Muita gente tenta justificar. Dizem que era pressão, que é “coisa do ao vivo”, que ele “perdeu a linha”. Mas eu quero fazer uma pergunta: se fosse um homem ali, ele teria empurrado com tanta facilidade? Teria usado o corpo para afastar alguém da mesma maneira?
A resposta, para mim, é clara: não.
Essa cena me doeu. Não só pela violência explícita, mas porque ela reativou uma memória que carrego comigo há anos. Eu tinha 22. Era estagiária em uma redação. Trabalhava duro, como toda jovem jornalista tentando se provar em meio a nomes consagrados. Um dia, sentada ao lado de três colegas homens, ouvi um repórter experiente, com mais de 40 anos e quase duas décadas de profissão falar ao telefone sobre uma empresa de laticínios. De repente, ele se vira para mim, e pergunta:
— Você toma leite? De qual marca você gosta?
Respondi, desconcertada:
— Tomo, não tenho preferência.
E então, diante dos colegas:
— O problema é que a Daiane tem namorado… senão eu dava um litro de leite pra ela…
Os colegas riram. Eu ri. Não porque achei graça. Ri pra escapar. Ri pra me defender. Por dentro, me senti bem humilhada. Pequena. Era o meu lugar de trabalho. E eu era só uma estagiária. Ele, um nome respeitado.

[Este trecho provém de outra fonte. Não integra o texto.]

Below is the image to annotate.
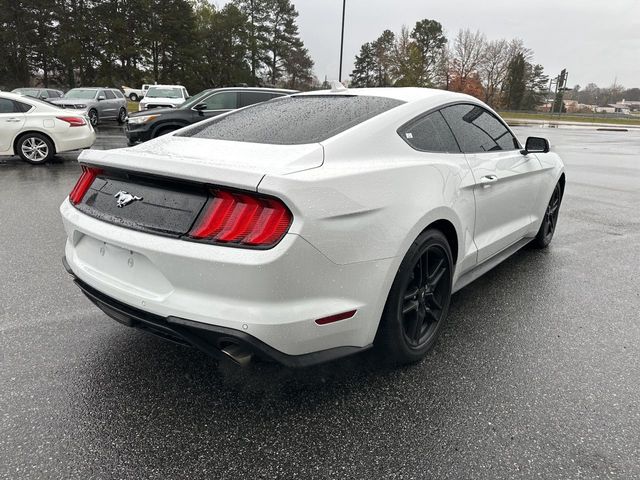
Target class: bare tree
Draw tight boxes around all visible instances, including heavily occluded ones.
[479,39,511,106]
[451,29,486,86]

Por que conto isso agora? Porque o empurrão ao vivo não é um caso isolado. É só a parte visível de uma estrutura podre. A violência contra mulheres jornalistas acontece todos os dias, muitas vezes de forma sutil, quase imperceptível para quem não sente na pele. Às vezes é uma piada, uma mão que passa rápido demais, uma insinuação, uma disputa desigual de espaço. Às vezes é uma humilhação em público. Às vezes é um empurrão ao vivo.

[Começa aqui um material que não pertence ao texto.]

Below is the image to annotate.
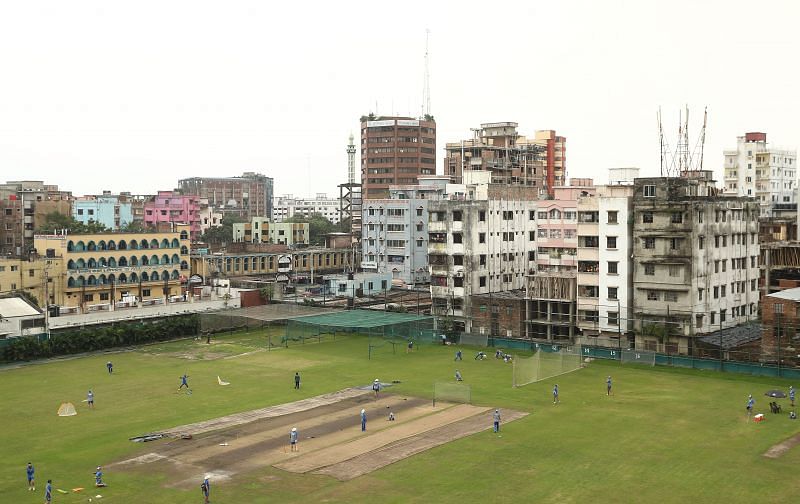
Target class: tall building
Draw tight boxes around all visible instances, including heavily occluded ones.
[178,172,273,219]
[444,122,566,196]
[361,114,436,200]
[361,177,448,285]
[0,180,73,256]
[633,171,760,353]
[72,191,133,231]
[272,193,339,224]
[233,217,309,245]
[144,191,200,241]
[34,224,190,313]
[577,174,633,348]
[724,132,797,217]
[428,171,538,332]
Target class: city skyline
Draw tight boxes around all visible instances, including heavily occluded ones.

E o que dói ainda mais é que, na maioria das vezes, ninguém faz nada. A gente aprende a rir, a engolir, a fingir que é “só brincadeira”. Porque somos estagiárias, novatas, mulheres. Porque eles são “veteranos”, “gente boa”, “têm tempo de casa”.
Mas não dá mais pra fingir. A violência contra mulheres jornalistas não é exceção, é parte de uma cultura. E toda vez que um homem usa o corpo ou a voz para calar uma colega, ele reafirma esse poder. E toda vez que outro homem ri junto, ele valida esse ciclo.
O caso de Grace Abdou escancarou o que muitas de nós vivemos no silêncio. Que bom que foi filmado. Que bom que gerou revolta. Mas que a revolta não pare por aqui.
Que essa cena sirva de alerta. Para as empresas, que precisam proteger suas jornalistas. Para os colegas, que precisam deixar de ser cúmplices. E para as mulheres, que precisam saber: você não está sozinha.